When I griped recently to Mark about "When can we just be normal?" he reminded me, wisely, that "We signed up for this. And really, we signed up for a lot worse than this." He's right. Phoebe, in her delightful moments, really is delightful. She has only recently started to look into my eyes when she is in feeling playful and cuddly to say spontaneously, "I love you soooo much." We recently went ot the doctor for her three year old check-up, and she charmed the whole place. The nurse called her name and Phoebe pranced right through the door independently and confidently, announced "I don't want any shots" instead of saying hello, and blew right by her. She peppered the doctor with questions and observations. "I don't have that kind of computer at home. Why do you have a small computer?" My favorite moment was when the doctor washed his hands and Phoebe warned him, "Be careful-- don't get your sleeves wet." Then when he took 3 paper towels she said, "Why did you take 3? I only take one." I was glad she didn't add her usual, "It's not good for the Earth!" He reasoned, good naturedly, "My hands are bigger than yours," to which Phoebe replied with a smile and a wrinkled nose, "Oh, yeah." She really got a kick out of knee reflexes (pardon the pun), and talked for days about how he made her knee jump with a hammer.

Phoebe now lags half an inch behind Miranda in height and half a pound in weight, and their shoe size is exactly the same.

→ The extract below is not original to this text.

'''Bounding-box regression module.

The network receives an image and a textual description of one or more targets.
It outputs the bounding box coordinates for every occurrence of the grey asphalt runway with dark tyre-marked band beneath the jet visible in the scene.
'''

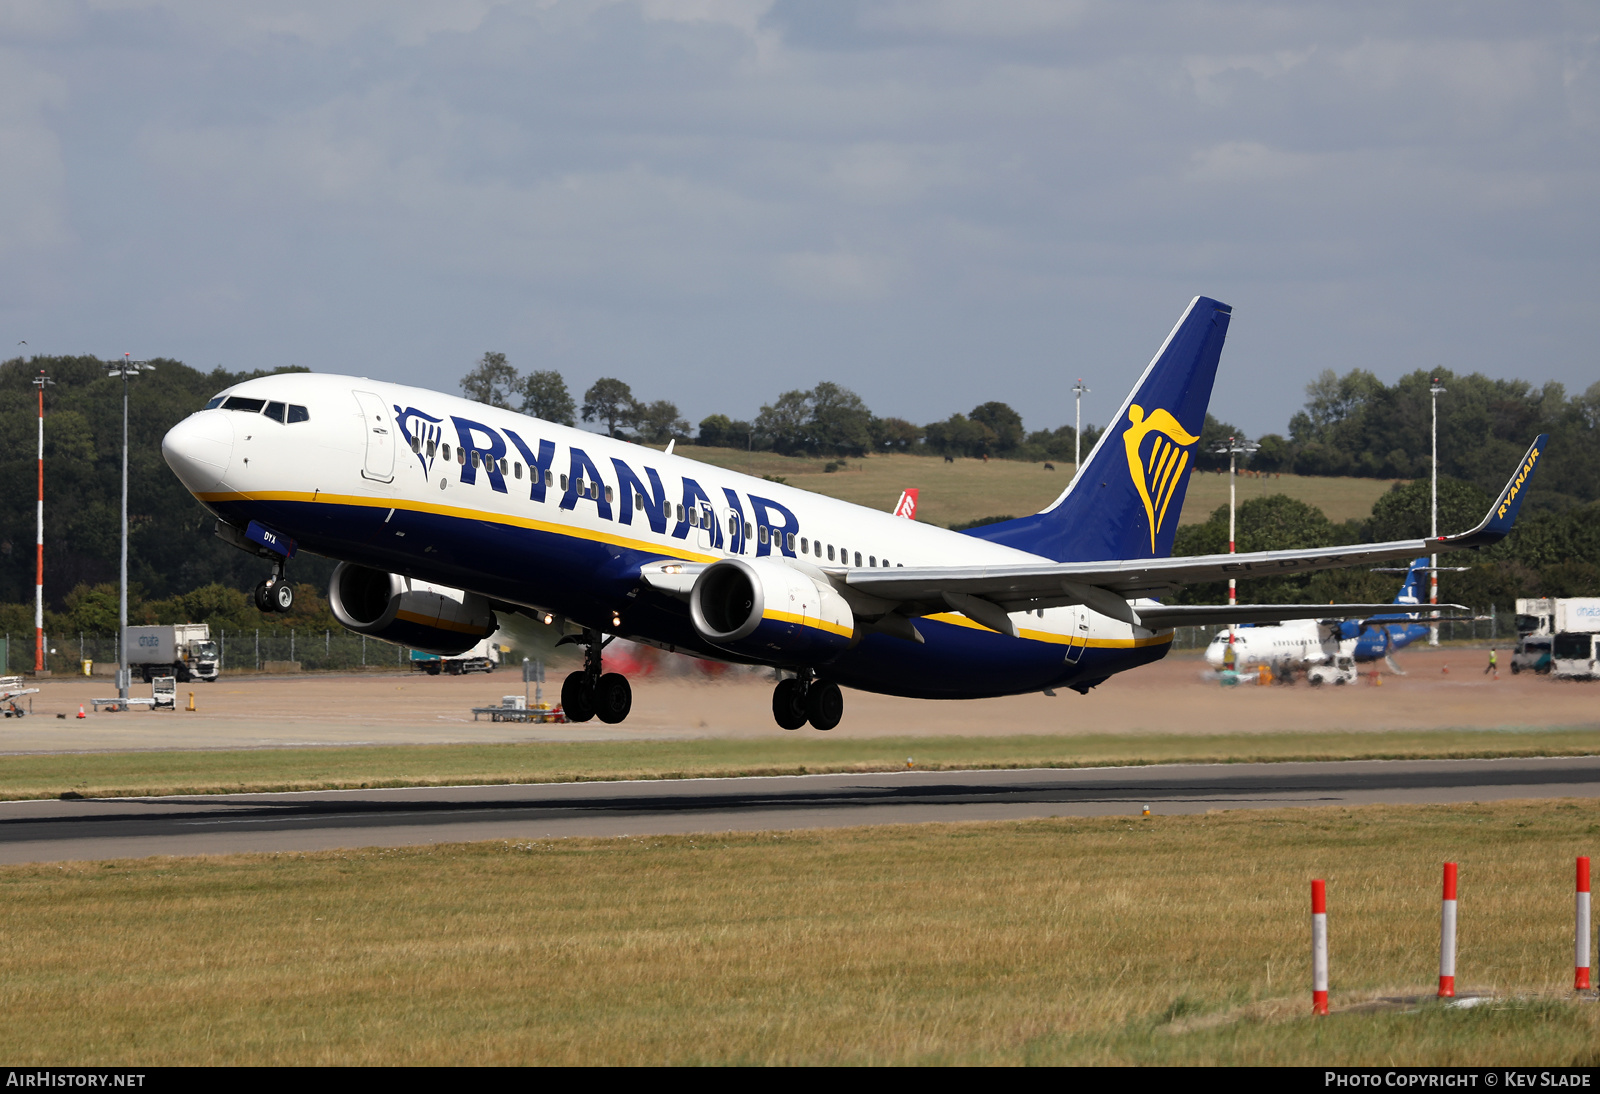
[0,757,1600,862]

My "artificial twins." Still, the age difference has not yet dissolved. Miranda plays all sorts of word games with us that Phoebe can't keep up with at all. (Say, "Doghouse." "Doghouse!" "Now say it again without the house." "Dog!") At playdates, Phoebe plays if the little friend is from Toddler House in school, but if it is a big four year old from Children's House, she still hides in my arms. Miranda is working on maps of Africa, sounding out words, and planning for being the snack girl "next Thursday, the day after tomorrow." Miranda plays the Mystery Game with us at home, putting an object under a blanket and giving us clues to help us guess. Phoebe hides the object and, with a twinkle in her eye, gives us a clue like "It's a purple notebook!" The nine month different is really delightful, in one way, because it is a constant reminder of how quickly children grow up, and how much they learn. At the same time, I feel a bit sad for Phoebe, since part of me always wants her to catch up to her sister instead of staying little.

Miranda continues to be incredibly generous. One day Miranda asked me, "Where does Phoebe sleep?" I braced myself, sure that Miranda would want into our bed too once she realized that's where Phoebe gets to sleep. I explained that Phoebe gets scared in the middle of the night, so we let her sleep with us. Miranda's response? "Maybe when we get a little bit older so we don't bonk heads we can push our beds together, and then when Phoebe wakes up scared in the middle of the night I can just reach out my hand and touch her and say 'Sh, sh, sh.'" Sometimes we have to be very firm with Miranda to tell her, "You absolutely do not have to give that up. It's yours and you are playing with it right now. Phoebe can have it when you are done." And too often Miranda, with complete sincerity, says "That's okay. I'm done with it now." Should be interesting to see how this plays out when the girls are older.

After a long winter of snow, bring on the spring!